Everything about The African Continental Free Trade Area

The world will soon see the biggest trade agreement since the establishment of WTO as the African nations will put their signatures on the African Continental Free Trade Area (AfCFTA) in Rwanda. As per the estimates of UN Economic Commission for Africa the effective implementation of the agreement has the potential to boost the intra-African trade by 52 percent in next 5 years.


AfCFTA stands for a continental free trade area the negotiations for which were started in 2015. The agreement will cover 55 member nations from the African Union and will bind together 1.2 billion and give rise to a gigantic combined GDP of more than $2 trillion. The momentous deal seeks to waive off tariffs on 90 percent products while 10 percent items in the sensitive category will be factored in later. The agreement will relax barriers on services and also deal with non-tariff barriers which usually cause long delays at the border. There is thus a gradual shift towards a single currency and free movement of people within the trade area.

Advantage Trade

A single, large continental market for goods and services in the continent is aimed at boosting trade relations among the African countries. As per UNCTAD, the primary UN wing which deals with trade said the intra-African trade only comprise 10.2 percent of the total trade of the continent in 2010. The reserved trade relations amongst the African nations are a result of colonialism as the main trading relations were established between Africa and the West. It is expected AfCFTA will rectify this historical flaw. The continent today needs free trade to grow at par with the developed world. The main items of African exports to West between2010-2015 were dominated by fuels and manufactured goods while the trade within Africa largely comprised the manufactured products. There is a unique volatility seen in commodity prices which make the exports highly vulnerable and the commodity exports are capital intensive. Resultantly, there is a dearth of jobs and drain of youth towards West.
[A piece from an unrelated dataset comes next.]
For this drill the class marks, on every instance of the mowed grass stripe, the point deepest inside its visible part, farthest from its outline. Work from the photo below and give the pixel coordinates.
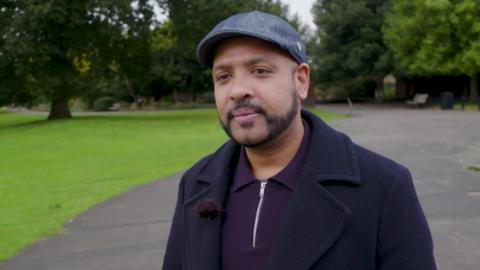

There are obvious challenges to the implementation of the deal as it requires the economies to be prepared and adaptable to the demands of globalisation. There will be an increase in competition which can have a spiral impact on salaries, especially in low-cost jobs. The African nations have to factor in the costs and consequences of the negative impacts while riding on the highs of the agreement.

The deal which is slated to be ratified on March 21, will need at least 15 signatories to come into effect. The clauses on investment, competition policy and intellectual property will be ironed out afterwards. A Secretariat will have to be established by African Union Commission which will preside over the agreement in future and take it to new heights.